Oliver's idea is intriguing though. In this version of the United States, love is considered to be a disease that needs curing. When a person reaches the age of eighteen and it is safe, they undergo a procedure that ensures they will never have to feel the symptoms and consequences of love.
Lena is seventeen years old and ninety-five days away from undergoing the procedure. Ninety-five days proves to be too long away though when she contracts the disease and starts experiencing the symptoms of love for a guy named Alex. It's a twist on Romeo & Juliet, but Oliver makes it clear that she is trying to draw a parallel between the two stories. Both are about forbidden love.
I like what Oliver is trying to do: explore what society would look like without love. But instead of being profound it comes off like Scott Westerfeld's Uglies, where the totalitarian government is using and encouraging the fear of something to perpetrate brain damage and the creation of humans that act like sheep and do not cause trouble.
Where Oliver gets my respect is in the fact that she has mixed in literature and poetry from our world, while also inventing a vast amount of literature from the world she has created. I love when authors create supplementary works for their novels because it shows how invested they are in their work and makes their creation even more interesting and believable.
Real-Life Dystopia: In Delirium, the most important choices are made for a person. Things such as who they will marry, what job they will hold, if they will receive post-secondary education - even how many children they will have. This is mirrored in our world in the cultural practice of arranged marriages, and in China where a reproductive policy of one child per couple exists. Although according to The Guardian (http://www.guardian.co.uk/environment/2011/oct/25/china-one-child-policy-benefits-rules), China's policy is more nuanced than it appears to be.
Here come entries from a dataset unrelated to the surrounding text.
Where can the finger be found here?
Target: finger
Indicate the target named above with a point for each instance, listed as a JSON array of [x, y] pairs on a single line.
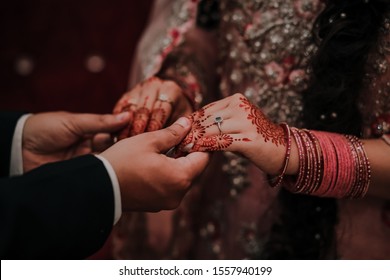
[[83, 124], [101, 142], [130, 97], [221, 142], [172, 135], [145, 105], [125, 132], [167, 99], [193, 164]]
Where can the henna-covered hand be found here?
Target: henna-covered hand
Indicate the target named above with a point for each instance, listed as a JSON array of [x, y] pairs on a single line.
[[244, 129], [152, 104]]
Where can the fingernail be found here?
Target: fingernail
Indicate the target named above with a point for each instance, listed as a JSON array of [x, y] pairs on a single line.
[[184, 122], [122, 116]]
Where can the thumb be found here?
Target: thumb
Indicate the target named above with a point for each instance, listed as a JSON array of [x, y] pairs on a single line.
[[94, 123], [193, 164], [172, 135]]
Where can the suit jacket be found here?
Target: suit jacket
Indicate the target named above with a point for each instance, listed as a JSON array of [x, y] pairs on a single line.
[[62, 210]]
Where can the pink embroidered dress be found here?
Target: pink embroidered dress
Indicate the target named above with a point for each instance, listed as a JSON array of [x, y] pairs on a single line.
[[261, 49]]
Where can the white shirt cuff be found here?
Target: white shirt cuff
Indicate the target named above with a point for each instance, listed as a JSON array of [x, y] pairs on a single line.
[[16, 164], [115, 187]]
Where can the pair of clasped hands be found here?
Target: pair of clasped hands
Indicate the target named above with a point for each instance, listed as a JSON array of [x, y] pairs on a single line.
[[230, 124]]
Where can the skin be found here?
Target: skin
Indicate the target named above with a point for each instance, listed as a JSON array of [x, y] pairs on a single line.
[[144, 172], [56, 136], [147, 112], [247, 131], [152, 181]]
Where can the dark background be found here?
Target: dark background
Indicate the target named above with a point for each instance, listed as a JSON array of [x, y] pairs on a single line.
[[68, 55]]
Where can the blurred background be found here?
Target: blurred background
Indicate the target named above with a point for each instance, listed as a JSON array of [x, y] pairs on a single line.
[[68, 55]]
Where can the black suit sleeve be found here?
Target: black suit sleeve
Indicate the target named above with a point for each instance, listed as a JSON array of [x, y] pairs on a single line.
[[62, 210], [8, 122]]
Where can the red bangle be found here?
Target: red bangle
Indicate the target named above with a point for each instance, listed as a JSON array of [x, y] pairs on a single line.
[[276, 182]]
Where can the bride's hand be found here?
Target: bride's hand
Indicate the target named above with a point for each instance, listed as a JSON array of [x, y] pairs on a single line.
[[153, 104], [234, 124]]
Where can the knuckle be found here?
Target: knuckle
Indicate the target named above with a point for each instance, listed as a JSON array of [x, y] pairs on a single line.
[[173, 131]]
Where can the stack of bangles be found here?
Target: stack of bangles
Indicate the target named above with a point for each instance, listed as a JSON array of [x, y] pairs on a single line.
[[330, 165]]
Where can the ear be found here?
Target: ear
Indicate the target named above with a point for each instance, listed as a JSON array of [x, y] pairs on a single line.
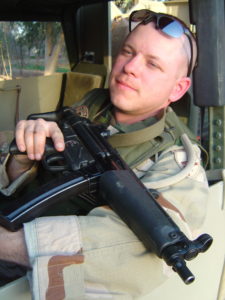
[[180, 88]]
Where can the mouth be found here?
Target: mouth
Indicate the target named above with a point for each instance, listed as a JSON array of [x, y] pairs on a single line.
[[124, 85]]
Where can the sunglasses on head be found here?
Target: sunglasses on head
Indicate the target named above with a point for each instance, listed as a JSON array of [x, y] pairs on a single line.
[[168, 24]]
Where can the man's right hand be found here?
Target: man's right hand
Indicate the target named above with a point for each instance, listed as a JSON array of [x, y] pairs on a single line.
[[31, 137]]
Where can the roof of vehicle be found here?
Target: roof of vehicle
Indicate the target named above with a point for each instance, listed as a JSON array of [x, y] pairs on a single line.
[[39, 9]]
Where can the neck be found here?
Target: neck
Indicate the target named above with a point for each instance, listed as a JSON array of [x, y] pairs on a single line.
[[125, 118]]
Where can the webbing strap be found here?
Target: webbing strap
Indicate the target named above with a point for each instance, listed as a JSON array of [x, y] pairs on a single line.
[[138, 136]]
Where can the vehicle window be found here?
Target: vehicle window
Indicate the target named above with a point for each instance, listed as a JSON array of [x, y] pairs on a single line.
[[31, 49]]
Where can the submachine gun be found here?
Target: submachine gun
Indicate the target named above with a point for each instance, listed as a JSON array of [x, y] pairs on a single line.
[[90, 164]]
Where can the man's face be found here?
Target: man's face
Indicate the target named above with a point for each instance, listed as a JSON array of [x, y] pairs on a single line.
[[146, 72]]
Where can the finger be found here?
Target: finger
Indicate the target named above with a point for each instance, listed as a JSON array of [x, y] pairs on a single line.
[[29, 138], [56, 134], [19, 135], [39, 138]]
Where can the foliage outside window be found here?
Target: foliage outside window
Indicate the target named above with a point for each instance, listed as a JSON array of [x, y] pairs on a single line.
[[31, 49]]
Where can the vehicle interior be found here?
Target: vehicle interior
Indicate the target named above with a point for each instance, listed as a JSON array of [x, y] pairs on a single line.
[[88, 35]]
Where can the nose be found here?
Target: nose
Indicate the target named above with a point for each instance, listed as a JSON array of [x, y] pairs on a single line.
[[133, 65]]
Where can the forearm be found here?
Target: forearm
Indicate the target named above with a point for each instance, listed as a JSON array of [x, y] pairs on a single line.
[[13, 247]]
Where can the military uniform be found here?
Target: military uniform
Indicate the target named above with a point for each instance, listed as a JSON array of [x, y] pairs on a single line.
[[97, 256]]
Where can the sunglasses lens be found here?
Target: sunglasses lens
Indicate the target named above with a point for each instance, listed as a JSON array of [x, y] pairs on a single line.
[[170, 27], [140, 15]]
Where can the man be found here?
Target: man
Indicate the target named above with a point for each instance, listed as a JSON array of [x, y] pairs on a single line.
[[97, 255]]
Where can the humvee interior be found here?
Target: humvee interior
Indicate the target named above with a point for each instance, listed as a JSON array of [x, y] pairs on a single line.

Memorable Quotes: "One of the strangest things about life is that it will chug on, blind and oblivious, even as your private world - your little carved-out sphere - is twisting and morphing, even breaking apart...
And still the sun rises and clouds mass and drift and people shop for groceries and toilets flush and blinds go up and down. That's when you realise that most of it - life, the relentless mechanism of existing - isn't about you. It doesn't include you at all. It will thrust onward even after you've jumped the edge. Even after you're dead."
- Delirium by Lauren Oliver, pg 302-303
"For the first time in my life I actually feel sorry for Carol, I'm only seventeen years old, and I already know something she doesn't know: I know that life isn't life if you just float through it. I know that the whole point - the only point - is to find the things that matter, and hold on to them, and fight for them, and refuse to let them go."